12. Licenses for existing assets

Question: Are the creators or original owners of assets (e.g., code, data, models), used in the paper, properly credited and are the license and terms of use explicitly mentioned and properly respected?

Answer: [Yes]

Justification: Code packages and datasets are cited and citations include licensing information.

Guidelines:

The answer NA means that the paper does not use existing assets. The authors should cite the original paper that produced the code package or dataset.

The authors should state which version of the asset is used and, if possible, include a URL. The name of the license (e.g., CC-BY 4.0) should be included for each asset. For scraped data from a particular source (e.g., website), the copyright and terms of service of that source should be provided. If assets are released, the license, copyright information, and terms of use in the package should be provided. For popular datasets, paperswithcode.com/datasets has curated licenses for some datasets. Their licensing guide can help determine the license of a dataset. For existing datasets that are re-packaged, both the original license and the license of the derived asset (if it has changed) should be provided.

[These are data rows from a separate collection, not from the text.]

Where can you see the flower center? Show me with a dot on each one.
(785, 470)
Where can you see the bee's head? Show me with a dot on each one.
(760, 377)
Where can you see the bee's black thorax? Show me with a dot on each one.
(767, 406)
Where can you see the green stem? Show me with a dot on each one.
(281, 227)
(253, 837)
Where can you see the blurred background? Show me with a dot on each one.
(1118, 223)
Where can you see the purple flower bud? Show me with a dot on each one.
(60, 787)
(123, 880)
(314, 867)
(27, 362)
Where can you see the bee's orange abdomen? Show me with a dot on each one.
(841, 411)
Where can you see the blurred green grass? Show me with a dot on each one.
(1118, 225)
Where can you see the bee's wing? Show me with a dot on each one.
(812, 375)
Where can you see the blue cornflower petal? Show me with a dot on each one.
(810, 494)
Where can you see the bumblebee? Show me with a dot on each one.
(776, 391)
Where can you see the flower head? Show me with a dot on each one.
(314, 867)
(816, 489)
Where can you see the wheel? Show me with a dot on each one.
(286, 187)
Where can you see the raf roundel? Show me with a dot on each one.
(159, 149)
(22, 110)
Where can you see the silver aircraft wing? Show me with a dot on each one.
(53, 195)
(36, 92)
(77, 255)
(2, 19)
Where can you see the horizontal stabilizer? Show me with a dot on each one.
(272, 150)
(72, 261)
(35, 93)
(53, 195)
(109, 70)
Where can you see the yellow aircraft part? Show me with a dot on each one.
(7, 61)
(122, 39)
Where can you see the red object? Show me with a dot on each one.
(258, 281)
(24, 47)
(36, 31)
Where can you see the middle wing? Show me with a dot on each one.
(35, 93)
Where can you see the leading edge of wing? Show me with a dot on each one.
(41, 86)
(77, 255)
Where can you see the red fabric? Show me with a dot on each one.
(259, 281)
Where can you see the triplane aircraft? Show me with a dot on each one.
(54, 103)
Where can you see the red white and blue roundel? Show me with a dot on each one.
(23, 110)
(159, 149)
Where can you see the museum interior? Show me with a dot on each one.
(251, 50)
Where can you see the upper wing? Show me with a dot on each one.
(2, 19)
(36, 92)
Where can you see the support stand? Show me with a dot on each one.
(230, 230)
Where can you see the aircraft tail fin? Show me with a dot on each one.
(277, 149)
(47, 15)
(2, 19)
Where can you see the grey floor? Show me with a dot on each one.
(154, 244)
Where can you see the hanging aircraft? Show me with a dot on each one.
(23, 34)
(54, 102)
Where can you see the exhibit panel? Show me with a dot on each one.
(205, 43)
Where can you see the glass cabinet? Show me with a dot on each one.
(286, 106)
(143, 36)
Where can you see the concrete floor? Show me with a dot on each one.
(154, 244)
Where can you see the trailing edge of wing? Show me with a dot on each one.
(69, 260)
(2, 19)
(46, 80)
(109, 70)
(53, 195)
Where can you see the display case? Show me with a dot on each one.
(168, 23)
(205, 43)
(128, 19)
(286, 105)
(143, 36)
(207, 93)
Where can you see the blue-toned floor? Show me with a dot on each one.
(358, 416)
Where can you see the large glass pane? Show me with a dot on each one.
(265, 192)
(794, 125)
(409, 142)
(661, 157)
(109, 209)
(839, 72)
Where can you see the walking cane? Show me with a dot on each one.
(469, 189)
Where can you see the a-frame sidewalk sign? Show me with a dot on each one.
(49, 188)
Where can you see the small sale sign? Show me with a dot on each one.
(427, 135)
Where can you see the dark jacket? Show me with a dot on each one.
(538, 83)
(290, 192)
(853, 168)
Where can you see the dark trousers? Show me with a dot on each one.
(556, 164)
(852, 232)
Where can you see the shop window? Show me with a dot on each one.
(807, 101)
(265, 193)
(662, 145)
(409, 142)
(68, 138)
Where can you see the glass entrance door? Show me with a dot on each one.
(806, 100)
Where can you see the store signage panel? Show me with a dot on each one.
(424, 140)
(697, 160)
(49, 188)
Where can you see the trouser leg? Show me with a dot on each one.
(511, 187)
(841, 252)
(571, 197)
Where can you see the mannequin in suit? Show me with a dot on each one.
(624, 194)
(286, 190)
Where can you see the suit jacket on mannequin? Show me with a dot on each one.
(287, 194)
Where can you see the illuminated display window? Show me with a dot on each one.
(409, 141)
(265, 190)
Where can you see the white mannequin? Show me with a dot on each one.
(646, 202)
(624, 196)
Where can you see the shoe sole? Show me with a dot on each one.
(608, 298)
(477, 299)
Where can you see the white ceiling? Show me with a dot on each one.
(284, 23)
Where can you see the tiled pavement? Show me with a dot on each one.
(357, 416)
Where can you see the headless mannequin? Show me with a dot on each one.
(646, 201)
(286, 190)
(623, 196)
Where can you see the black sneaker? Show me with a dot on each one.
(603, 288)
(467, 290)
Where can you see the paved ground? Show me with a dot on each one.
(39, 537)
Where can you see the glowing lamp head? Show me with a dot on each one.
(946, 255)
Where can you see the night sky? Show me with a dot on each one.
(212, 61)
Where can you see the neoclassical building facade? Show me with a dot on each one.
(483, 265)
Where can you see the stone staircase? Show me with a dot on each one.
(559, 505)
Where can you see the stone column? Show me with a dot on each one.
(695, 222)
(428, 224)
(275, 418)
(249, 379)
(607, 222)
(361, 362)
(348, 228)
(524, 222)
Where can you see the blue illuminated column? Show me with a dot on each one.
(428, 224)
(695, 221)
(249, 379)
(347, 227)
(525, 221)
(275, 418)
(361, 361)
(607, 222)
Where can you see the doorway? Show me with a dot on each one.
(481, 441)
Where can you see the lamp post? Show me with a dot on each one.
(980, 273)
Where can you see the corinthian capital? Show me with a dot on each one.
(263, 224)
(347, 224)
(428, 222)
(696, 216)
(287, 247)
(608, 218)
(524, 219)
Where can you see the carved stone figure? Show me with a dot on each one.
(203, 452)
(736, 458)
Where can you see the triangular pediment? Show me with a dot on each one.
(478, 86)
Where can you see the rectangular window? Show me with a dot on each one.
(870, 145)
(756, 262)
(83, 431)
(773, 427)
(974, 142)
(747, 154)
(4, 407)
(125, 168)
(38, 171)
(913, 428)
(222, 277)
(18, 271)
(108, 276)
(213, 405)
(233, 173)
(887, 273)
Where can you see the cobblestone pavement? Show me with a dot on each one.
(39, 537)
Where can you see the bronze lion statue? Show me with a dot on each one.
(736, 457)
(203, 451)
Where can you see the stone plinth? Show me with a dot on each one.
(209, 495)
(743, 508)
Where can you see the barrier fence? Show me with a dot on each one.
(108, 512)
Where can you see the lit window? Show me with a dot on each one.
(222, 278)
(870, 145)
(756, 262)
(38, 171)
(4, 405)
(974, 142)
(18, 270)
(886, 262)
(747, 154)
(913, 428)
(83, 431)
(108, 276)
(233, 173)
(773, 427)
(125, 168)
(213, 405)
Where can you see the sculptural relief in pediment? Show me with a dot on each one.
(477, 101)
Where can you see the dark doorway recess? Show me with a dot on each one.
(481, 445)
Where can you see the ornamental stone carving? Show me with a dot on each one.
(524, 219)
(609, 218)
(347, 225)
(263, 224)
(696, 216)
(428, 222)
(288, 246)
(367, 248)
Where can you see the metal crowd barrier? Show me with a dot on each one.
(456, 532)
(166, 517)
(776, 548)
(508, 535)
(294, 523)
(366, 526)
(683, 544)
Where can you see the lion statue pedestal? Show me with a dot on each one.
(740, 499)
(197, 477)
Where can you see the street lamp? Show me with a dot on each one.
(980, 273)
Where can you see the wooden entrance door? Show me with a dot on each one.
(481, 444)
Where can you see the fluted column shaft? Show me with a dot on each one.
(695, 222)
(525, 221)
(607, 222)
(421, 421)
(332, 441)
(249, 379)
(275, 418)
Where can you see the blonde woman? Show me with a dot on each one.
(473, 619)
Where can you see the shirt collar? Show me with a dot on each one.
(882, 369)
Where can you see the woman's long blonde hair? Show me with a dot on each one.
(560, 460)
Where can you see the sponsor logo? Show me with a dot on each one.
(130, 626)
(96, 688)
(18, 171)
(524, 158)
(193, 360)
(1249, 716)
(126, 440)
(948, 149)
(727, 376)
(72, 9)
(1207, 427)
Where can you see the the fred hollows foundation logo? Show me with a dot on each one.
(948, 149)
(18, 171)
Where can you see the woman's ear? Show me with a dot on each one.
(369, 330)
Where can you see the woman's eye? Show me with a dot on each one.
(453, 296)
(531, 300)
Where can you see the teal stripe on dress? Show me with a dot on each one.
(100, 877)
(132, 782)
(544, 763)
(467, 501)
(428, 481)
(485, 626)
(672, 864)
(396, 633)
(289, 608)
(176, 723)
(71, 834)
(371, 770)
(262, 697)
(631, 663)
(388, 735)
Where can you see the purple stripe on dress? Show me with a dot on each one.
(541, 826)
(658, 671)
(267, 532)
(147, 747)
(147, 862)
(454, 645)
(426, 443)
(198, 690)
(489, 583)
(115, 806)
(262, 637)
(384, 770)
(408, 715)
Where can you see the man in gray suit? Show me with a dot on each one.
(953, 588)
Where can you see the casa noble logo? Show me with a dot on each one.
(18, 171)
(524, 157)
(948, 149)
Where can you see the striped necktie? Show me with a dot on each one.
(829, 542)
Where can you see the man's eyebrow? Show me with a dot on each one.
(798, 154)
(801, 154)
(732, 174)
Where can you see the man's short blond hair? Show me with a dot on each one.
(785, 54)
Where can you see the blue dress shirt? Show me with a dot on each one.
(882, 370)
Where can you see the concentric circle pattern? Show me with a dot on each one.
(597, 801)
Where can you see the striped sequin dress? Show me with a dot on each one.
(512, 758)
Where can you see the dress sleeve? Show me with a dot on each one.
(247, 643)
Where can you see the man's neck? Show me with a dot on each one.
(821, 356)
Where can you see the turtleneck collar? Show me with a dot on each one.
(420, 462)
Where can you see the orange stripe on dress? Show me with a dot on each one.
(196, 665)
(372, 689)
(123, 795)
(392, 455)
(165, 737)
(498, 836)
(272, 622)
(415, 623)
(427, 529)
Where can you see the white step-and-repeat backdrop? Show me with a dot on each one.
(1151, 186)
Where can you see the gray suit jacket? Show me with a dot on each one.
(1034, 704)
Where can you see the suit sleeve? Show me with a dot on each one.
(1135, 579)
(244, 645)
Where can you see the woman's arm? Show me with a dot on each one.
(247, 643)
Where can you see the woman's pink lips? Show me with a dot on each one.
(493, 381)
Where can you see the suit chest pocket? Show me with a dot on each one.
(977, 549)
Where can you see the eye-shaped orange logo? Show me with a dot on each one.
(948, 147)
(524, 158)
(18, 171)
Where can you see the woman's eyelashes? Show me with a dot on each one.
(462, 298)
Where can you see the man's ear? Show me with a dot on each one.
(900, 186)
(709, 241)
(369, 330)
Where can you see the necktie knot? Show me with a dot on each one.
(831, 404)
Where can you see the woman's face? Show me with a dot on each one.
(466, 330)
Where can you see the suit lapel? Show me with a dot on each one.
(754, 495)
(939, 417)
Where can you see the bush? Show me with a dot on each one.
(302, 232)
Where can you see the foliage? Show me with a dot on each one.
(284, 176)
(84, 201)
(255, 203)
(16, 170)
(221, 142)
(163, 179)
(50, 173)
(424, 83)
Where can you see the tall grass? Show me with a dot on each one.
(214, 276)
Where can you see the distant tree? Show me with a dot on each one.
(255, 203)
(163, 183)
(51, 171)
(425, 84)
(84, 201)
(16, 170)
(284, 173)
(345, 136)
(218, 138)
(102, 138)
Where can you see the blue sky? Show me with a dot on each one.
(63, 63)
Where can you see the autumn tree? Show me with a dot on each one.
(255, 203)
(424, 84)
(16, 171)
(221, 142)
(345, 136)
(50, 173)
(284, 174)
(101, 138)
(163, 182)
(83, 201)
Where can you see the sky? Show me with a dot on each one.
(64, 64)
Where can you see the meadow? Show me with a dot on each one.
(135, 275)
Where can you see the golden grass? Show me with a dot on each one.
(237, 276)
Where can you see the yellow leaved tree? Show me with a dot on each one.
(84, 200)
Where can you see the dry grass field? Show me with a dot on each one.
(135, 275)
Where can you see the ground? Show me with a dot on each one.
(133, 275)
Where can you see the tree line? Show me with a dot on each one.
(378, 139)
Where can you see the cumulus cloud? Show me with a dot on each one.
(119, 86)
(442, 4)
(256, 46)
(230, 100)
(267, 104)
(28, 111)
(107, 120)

If this information is not available online, the authors are encouraged to reach out to the asset s creators.

13. New Assets

Question: Are new assets introduced in the paper well documented and is the documentation provided alongside the assets?

Answer: [Yes]

Justification: Code is documented in the linked repository.

Guidelines:

The answer NA means that the paper does not release new assets. Researchers should communicate the details of the dataset/code/model as part of their submissions via structured templates. This includes details about training, license, limitations, etc. The paper should discuss whether and how consent was obtained from people whose asset is used. At submission time, remember to anonymize your assets (if applicable). You can either create an anonymized URL or include an anonymized zip file.

14. Crowdsourcing and Research with Human Subjects

Question: For crowdsourcing experiments and research with human subjects, does the paper include the full text of instructions given to participants and screenshots, if applicable, as well as details about compensation (if any)?

Answer: [NA]

Justification: No crowdsourcing nor research with human subjects.

Guidelines:

The answer NA means that the paper does not involve crowdsourcing nor research with human subjects. Including this information in the supplemental material is fine, but if the main contribution of the paper involves human subjects, then as much detail as possible should be included in the main paper. According to the Neur IPS Code of Ethics, workers involved in data collection, curation, or other labor should be paid at least the minimum wage in the country of the data collector.

15. Institutional Review Board (IRB) Approvals or Equivalent for Research with Human Subjects

Question: Does the paper describe potential risks incurred by study participants, whether such risks were disclosed to the subjects, and whether Institutional Review Board (IRB) approvals (or an equivalent approval/review based on the requirements of your country or institution) were obtained?

Answer: [NA]

Justification: No crowdsourcing nor research with human subjects.

Guidelines:

The answer NA means that the paper does not involve crowdsourcing nor research with human subjects. Depending on the country in which research is conducted, IRB approval (or equivalent) may be required for any human subjects research. If you obtained IRB approval, you should clearly state this in the paper. We recognize that the procedures for this may vary significantly between institutions and locations, and we expect authors to adhere to the Neur IPS Code of Ethics and the guidelines for their institution. For initial submissions, do not include any information that would break anonymity (if applicable), such as the institution conducting the review.